The smallest extreme value distribution is a limiting distribution for the minimum of a very large collection of random observations from the same arbitrary distribution. This distribution is a useful model in situations where many identical and independent processes can lead to failure and the first one to fail determines the failure time. This is sometimes referred to as the worst or the weakest link.

In reliability analysis, use the smallest extreme value distribution to answer questions such as:

- Which material can withstand the largest load?
- How many items are expected to break during the warranty period?
- What is the minimum force needed to break a pouch when multiple strength tests are conducted on different sections of each part?
- Which cable holds a load of 1,000 pounds better?

The smallest extreme value distribution is frequently appropriate for product failures related to load and strength. The extreme value distribution is used to model minimum values. When using this distribution, you are usually not concerned with the distribution of variables that describe most of the population but only with the extreme values that can lead to failure. In other words, you are investigating imperfections in certain materials that can cause nonuniform stress under a load.
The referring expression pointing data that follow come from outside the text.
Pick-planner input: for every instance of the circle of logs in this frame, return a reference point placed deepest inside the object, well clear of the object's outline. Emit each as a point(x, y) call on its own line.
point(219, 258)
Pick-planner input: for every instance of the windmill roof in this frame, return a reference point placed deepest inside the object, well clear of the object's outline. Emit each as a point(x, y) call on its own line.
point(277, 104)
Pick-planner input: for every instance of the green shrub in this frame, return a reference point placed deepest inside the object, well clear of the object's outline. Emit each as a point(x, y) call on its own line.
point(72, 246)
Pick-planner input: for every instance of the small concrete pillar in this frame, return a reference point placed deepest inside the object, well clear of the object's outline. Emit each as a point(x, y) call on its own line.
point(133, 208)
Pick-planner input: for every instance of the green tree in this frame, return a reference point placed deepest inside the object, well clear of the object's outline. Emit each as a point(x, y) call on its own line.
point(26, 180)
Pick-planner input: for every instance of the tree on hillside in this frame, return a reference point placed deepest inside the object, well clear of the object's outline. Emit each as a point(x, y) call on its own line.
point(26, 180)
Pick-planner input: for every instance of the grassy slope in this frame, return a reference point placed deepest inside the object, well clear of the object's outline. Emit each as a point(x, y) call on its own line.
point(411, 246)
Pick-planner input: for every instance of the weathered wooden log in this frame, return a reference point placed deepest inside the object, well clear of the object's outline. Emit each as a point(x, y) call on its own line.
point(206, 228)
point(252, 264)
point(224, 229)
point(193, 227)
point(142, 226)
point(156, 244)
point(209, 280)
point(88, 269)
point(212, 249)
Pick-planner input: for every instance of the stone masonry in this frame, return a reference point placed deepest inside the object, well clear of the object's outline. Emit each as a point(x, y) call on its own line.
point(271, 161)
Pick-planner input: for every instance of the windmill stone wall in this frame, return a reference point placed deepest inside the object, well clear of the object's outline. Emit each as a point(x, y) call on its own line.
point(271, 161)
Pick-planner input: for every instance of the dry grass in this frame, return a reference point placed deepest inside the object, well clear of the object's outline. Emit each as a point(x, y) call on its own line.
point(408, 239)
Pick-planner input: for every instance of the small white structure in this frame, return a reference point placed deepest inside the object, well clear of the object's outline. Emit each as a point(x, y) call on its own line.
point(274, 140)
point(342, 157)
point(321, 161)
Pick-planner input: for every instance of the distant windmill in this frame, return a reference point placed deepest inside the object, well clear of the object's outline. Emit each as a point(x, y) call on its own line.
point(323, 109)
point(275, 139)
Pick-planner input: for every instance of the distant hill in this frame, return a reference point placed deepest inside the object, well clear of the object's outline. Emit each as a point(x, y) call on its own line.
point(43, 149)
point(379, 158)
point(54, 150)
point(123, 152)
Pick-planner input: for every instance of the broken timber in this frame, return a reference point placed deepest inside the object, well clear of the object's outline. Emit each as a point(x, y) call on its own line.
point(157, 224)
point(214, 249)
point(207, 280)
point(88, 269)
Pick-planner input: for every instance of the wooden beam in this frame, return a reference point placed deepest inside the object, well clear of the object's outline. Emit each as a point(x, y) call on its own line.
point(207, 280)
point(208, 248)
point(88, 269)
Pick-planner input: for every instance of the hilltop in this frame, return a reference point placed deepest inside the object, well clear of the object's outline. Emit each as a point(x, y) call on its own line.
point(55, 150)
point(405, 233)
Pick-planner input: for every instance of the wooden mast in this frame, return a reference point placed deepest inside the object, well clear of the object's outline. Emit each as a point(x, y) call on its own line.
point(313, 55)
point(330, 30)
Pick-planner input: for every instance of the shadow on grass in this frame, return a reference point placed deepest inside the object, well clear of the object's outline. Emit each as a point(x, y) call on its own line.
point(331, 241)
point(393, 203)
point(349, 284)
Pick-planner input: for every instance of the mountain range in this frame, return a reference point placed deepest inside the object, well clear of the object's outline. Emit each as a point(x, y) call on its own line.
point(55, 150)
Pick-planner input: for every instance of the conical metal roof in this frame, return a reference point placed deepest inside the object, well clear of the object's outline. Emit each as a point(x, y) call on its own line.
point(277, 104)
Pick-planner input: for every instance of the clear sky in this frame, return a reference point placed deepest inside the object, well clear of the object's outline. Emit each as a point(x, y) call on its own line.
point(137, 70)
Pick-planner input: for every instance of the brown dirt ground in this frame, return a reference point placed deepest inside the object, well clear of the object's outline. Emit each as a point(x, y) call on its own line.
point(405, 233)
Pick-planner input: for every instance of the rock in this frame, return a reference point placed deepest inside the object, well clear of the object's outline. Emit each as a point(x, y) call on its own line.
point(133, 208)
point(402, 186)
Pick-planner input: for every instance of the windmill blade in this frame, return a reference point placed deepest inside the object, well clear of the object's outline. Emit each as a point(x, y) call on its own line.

The strength of the material is thus related to the effect of the imperfection causing the largest reduction in strength (the weakest link).

The relationship between the smallest extreme value distribution and the Weibull distribution is similar to that between the normal and lognormal distributions. Specifically, the log base e of a variable following a Weibull distribution has a smallest extreme value distribution.

Despite this equivalence, the distributions are not strictly interchangeable in their applications. The National Institute of Standards and Technology (NIST) recommends trying the smallest extreme value distribution in "any modeling application for which the variable of interest is the minimum of many random factors, all of which can take positive or negative values."

One common application is dielectric breakdown in capacitors, where many flaws compete to be the eventual site of failure. A different example is semiconductor wire bonds, which usually do not fracture or overheat under normal operating conditions, unless they are subject to extreme electrical load or extremely low bond strength. Similarly, coolant tubes have a minimum thickness to provide adequate heat transfer to coolant liquid. But a failure occurs if the hot combustion gases burn "pinholes" through any point on the tubes.

Wire samples of equal length are tested for breaking strength. The results are modeled using the smallest extreme value distribution.

Engineers subject an alloy specimen to a total of 300,000 cycles and measure the number of cycles until failure.

The hazard function shows that the smallest extreme value distribution is suitable for modeling the life of a product that experiences very fast wear-out after a certain age. This includes the final stage of the bathtub curve, known as the wear-out period.